The mastiff we live with likes a particular dog toy, manufactured by Fat Cat, Inc. It’s a large and fairly expensive stuffed kitty toy that flops around nicely when a dog shakes it. You’ve probably seen a version of these if you have been in a pet shop: either in the smallest size, or the larger 14 inch size. You may not have seen the giant size that measures over 22 inches, and is our dog’s favorite. Although they are expensive, in the long run they make sense for us because even though the dog is fairly gentle with them most of the time, he would generally destroy the smaller size in a couple of days, and the larger ones tend to stick around much longer. When we went to order them, we found that pretty much every retailer has them listed as “discontinued.” It’s possible we were the only ones buying these toys, but I doubt it. Had we known they would stop making them, we probably would have stockpiled some. As it is, I guess it’s time to start watching eBay. I’m sure we can find an alternative he’ll be happy with for Christmas, but he does love a new “baby.”
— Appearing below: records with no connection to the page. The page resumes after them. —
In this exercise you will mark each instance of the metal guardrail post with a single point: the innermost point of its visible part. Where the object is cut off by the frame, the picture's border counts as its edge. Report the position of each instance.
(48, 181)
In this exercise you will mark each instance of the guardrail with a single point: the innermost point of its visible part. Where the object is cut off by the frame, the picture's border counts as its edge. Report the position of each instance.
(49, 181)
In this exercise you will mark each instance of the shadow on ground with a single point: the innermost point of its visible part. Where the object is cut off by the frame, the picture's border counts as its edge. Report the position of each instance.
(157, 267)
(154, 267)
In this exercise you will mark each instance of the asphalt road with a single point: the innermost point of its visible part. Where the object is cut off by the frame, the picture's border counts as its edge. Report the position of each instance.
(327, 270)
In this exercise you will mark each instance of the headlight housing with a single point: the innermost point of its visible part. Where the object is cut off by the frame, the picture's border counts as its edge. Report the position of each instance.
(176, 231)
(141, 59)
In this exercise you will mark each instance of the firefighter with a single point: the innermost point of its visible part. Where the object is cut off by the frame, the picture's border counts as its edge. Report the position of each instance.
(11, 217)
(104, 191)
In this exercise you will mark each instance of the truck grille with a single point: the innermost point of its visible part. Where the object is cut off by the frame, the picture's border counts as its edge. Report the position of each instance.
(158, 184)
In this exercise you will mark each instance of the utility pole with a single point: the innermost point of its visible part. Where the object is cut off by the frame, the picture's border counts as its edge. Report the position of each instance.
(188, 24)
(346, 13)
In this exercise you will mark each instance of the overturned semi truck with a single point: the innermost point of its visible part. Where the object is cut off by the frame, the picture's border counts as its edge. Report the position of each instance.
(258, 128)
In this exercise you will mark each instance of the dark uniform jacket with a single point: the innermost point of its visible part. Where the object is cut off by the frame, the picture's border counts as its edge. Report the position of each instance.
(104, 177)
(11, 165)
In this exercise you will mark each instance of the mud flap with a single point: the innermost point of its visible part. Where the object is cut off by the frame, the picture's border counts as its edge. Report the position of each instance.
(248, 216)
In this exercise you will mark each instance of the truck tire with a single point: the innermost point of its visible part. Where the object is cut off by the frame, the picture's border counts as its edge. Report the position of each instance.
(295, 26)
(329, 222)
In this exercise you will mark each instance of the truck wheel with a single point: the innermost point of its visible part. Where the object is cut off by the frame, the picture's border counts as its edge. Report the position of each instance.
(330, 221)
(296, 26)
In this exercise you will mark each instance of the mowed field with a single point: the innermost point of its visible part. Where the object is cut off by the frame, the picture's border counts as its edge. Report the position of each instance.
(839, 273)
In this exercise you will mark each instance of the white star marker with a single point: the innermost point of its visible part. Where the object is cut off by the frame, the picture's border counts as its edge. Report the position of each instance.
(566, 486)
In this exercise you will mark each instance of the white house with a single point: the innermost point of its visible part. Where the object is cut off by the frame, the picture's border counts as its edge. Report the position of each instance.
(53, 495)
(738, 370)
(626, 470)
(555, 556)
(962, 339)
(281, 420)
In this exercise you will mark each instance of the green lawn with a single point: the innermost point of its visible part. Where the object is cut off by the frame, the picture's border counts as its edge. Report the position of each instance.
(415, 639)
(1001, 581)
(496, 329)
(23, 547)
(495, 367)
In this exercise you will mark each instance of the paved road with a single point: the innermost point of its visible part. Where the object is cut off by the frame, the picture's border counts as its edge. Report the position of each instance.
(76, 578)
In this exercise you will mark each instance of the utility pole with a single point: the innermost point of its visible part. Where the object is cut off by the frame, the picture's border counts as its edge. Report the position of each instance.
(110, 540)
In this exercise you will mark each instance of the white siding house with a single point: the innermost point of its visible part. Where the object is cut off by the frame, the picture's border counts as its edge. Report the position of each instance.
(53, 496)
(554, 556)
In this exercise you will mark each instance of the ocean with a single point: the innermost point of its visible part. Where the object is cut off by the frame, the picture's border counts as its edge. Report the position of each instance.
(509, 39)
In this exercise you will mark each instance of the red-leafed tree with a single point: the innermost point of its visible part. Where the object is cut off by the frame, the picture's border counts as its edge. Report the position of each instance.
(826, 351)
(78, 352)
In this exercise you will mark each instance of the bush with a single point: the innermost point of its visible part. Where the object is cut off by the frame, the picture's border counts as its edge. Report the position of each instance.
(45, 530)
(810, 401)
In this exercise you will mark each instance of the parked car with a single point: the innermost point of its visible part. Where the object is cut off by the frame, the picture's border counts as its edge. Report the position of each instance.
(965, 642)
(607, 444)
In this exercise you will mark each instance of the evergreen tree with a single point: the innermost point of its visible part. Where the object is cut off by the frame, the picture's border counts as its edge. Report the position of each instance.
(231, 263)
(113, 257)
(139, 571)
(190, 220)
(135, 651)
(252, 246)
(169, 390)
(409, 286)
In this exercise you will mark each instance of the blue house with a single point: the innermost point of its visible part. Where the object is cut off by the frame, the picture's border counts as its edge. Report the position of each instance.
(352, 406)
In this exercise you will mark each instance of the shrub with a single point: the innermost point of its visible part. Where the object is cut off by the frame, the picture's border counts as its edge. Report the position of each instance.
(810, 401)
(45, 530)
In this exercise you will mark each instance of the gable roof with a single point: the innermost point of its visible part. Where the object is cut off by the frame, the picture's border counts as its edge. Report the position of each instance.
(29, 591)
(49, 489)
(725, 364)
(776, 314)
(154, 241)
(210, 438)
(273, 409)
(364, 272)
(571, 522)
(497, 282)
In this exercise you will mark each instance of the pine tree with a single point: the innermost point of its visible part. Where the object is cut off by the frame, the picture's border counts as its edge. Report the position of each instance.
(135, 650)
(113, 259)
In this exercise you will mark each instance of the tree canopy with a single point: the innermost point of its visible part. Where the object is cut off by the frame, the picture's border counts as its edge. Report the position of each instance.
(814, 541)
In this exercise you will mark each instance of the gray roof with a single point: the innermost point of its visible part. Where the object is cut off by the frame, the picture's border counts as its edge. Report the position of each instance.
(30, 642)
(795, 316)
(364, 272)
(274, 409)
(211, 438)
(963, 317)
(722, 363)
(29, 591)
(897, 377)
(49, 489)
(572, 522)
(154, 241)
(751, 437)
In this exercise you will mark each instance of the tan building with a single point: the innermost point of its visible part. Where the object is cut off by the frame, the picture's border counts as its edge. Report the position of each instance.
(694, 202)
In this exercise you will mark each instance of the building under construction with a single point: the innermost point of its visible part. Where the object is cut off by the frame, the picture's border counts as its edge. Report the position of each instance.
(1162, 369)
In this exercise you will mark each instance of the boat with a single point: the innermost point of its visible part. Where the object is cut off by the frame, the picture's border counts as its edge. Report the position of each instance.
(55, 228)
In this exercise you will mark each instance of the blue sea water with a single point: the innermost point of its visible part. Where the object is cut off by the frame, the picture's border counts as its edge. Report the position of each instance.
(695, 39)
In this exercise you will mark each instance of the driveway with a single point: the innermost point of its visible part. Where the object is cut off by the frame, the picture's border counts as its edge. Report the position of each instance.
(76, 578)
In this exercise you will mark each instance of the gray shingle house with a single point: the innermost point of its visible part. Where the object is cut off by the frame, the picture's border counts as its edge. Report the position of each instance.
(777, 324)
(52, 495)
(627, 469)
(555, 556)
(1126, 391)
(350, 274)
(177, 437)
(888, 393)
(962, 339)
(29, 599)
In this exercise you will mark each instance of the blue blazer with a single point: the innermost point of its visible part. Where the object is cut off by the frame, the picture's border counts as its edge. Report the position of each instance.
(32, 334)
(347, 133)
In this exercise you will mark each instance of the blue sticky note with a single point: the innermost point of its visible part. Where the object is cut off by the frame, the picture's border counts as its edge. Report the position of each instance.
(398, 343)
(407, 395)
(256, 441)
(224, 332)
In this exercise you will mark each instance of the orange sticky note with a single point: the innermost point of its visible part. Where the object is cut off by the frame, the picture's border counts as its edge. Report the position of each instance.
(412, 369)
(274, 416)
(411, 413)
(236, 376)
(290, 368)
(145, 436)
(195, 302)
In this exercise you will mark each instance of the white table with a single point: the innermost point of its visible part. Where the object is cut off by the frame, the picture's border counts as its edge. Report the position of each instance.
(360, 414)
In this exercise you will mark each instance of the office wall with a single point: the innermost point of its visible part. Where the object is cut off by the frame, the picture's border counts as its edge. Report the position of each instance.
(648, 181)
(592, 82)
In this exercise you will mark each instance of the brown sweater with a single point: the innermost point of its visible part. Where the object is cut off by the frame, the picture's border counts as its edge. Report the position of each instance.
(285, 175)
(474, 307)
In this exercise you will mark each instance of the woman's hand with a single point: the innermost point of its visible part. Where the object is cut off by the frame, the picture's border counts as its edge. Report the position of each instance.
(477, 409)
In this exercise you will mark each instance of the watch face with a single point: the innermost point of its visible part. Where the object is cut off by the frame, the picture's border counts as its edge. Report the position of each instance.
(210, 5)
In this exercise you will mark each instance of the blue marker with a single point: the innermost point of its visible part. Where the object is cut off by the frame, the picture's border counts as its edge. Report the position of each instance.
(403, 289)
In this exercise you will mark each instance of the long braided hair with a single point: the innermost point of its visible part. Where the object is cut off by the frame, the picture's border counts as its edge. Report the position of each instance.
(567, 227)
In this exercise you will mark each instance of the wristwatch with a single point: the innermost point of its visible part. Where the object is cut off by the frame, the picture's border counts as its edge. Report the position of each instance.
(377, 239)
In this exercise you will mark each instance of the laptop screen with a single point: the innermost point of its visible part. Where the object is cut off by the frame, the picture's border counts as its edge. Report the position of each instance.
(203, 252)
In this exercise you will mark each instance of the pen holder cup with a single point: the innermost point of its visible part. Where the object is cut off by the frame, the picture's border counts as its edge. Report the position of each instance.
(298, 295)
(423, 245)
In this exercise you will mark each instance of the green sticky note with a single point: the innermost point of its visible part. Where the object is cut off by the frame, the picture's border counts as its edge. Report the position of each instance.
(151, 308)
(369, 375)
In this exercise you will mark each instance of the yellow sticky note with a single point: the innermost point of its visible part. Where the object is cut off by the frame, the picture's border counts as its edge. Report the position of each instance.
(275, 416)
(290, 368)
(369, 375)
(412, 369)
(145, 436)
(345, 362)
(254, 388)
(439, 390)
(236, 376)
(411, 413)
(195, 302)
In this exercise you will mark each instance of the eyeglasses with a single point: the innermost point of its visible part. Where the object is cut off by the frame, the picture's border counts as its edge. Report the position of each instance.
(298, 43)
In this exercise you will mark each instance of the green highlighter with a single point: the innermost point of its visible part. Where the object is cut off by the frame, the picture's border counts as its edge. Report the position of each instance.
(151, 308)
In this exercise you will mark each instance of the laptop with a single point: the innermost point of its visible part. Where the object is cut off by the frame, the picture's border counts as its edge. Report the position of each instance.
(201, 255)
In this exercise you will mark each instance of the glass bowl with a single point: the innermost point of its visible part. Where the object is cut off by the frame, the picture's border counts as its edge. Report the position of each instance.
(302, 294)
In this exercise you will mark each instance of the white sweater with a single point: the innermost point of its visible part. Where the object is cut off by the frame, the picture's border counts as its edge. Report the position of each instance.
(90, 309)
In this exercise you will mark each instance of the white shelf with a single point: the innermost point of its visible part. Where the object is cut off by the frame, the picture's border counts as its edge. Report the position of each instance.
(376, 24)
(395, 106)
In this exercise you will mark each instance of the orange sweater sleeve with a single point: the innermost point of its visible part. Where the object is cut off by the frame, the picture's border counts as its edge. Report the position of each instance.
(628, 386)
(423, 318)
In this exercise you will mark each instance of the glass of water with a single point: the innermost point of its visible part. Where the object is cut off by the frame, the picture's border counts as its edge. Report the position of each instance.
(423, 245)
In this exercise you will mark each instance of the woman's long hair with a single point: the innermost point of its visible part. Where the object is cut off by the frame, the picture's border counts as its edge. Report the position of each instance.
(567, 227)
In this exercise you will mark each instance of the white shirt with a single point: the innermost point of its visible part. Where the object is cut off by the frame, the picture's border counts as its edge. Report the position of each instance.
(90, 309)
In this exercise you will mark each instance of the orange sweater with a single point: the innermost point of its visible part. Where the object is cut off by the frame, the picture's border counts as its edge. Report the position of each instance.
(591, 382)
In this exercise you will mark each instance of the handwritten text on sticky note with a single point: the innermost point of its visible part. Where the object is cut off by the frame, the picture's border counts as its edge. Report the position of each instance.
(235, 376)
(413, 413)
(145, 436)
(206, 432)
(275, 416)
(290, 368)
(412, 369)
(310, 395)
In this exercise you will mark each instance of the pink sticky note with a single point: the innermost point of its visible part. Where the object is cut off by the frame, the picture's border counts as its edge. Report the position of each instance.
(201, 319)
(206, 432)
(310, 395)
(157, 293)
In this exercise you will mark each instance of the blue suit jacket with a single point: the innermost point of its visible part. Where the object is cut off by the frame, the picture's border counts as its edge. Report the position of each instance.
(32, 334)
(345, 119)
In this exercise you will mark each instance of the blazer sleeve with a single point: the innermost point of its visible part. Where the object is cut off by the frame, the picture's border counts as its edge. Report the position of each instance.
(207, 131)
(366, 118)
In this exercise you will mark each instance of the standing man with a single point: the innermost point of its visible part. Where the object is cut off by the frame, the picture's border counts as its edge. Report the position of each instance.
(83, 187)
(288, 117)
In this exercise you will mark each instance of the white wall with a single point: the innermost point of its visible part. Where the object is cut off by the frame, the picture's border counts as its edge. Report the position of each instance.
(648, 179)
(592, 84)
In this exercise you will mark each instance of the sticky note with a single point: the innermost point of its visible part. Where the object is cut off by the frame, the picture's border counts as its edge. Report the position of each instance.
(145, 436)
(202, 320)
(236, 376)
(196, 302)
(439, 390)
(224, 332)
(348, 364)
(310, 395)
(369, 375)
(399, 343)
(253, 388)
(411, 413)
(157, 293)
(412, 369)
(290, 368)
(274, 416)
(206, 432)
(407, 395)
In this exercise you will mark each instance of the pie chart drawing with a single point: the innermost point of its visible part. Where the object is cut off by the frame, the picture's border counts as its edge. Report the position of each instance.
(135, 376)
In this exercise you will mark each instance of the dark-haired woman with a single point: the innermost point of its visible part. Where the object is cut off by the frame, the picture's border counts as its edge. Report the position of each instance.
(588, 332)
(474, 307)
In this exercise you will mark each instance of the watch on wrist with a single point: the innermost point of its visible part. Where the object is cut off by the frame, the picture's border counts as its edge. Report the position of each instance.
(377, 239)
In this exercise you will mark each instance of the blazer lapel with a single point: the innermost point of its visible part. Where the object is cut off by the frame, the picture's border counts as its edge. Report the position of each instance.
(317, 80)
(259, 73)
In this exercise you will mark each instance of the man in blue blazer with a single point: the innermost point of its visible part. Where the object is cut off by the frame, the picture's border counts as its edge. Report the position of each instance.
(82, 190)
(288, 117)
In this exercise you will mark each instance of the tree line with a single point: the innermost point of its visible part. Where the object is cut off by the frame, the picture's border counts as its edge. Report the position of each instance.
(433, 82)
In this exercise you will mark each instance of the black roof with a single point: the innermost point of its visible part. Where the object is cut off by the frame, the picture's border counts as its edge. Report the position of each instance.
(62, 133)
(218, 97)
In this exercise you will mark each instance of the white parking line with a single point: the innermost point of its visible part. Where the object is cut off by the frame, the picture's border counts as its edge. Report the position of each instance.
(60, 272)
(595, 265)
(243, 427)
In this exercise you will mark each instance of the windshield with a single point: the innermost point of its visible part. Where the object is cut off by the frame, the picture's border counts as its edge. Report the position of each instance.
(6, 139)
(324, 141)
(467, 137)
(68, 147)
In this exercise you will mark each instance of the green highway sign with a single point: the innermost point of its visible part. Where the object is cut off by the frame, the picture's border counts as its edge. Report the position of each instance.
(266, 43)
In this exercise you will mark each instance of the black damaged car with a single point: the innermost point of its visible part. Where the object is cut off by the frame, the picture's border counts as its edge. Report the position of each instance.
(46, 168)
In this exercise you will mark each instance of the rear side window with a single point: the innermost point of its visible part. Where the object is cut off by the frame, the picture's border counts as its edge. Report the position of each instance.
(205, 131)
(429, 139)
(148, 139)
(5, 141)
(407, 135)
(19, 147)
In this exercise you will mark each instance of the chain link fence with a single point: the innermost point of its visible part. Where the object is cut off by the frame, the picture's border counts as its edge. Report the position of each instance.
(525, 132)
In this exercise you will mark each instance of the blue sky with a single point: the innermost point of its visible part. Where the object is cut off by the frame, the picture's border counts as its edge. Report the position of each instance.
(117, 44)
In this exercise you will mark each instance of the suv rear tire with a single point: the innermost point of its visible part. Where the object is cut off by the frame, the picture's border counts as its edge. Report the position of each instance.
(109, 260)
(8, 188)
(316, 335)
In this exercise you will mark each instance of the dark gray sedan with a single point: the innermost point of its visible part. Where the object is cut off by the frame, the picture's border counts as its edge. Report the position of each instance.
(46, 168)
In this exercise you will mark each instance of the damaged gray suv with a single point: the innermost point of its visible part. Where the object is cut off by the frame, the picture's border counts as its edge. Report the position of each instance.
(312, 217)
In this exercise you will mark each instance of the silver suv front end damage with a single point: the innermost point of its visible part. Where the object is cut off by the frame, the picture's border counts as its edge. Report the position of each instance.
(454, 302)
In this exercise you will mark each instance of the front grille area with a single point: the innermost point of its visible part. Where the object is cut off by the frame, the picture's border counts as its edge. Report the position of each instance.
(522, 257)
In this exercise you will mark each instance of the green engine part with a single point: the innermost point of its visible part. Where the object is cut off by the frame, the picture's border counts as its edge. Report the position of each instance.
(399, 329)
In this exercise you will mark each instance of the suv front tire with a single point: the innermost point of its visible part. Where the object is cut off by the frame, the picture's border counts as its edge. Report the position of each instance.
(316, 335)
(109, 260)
My partner asked for a trackball like the one I use on my computer so that she could use it for work. She’s impossible to shop for, and so I was relieved to have such an easy shopping task. She is talking about the Microsoft Trackball Explorer, the best pointing device I have ever used with a computer. Microsoft really got it right with this thing. Anyone who uses it for more than five minutes covets it. When I bought mine, I think I paid something like $40 for it, so–given how the hardware market works–I hoped I might be able to find a discount on it. Despite wide adoration, Microsoft no longer makes it, and no one has stepped in to clone it. As a result, scratched and abused used versions of the trackball routinely sell for $150 on eBay, and that price is likely to continue to rise. I have bid on some of the lower-priced used versions, but I don’t hold out much hope for actually winning one of these auctions.

Now, these are both probably niche products. The big dog toy is probably a novelty unless you have a dog the size of ours, and there aren’t very many of those in the world. Likewise, although it turns out my trackball is nearly a fetish item for some geeks, the vast majority of computer users will continue to be happy with their mice, and wouldn’t even consider trying a trackball. (Like I once did, they probably associate it with Missile Command and Atari Football.) So these two products are both residents of that long tail–a tail that may have reached online retailing, but doesn’t stand up well to the scaling needed for Chinese electronics manufacturing.

We can probably try to replicate the dog toy. We do have a sewing machine, and I guess we can try to draw faces on with a permanent marker or something. I don’t know when we’ll find the time to make dog toys, but at least it is in the realm of possibilities. The same cannot be said of the trackball. The obvious way to do this would be to track down the factory that made the device in China and get them to do a short run. Even though there are people willing to exorbitantly for the devices, however, I suspect that the market is actually pretty small and deep. Unlike a short run for a T-shirt design or a book, I suspect there must still be a mass market before a complex gadget like the one I am using at this moment can be reproduced efficiently.

In the meantime, if you see a Microsoft Trackball Explorer on the back shelf of a computer retailer somewhere, and it’s priced at retail or below, snap it up–eBay is waiting.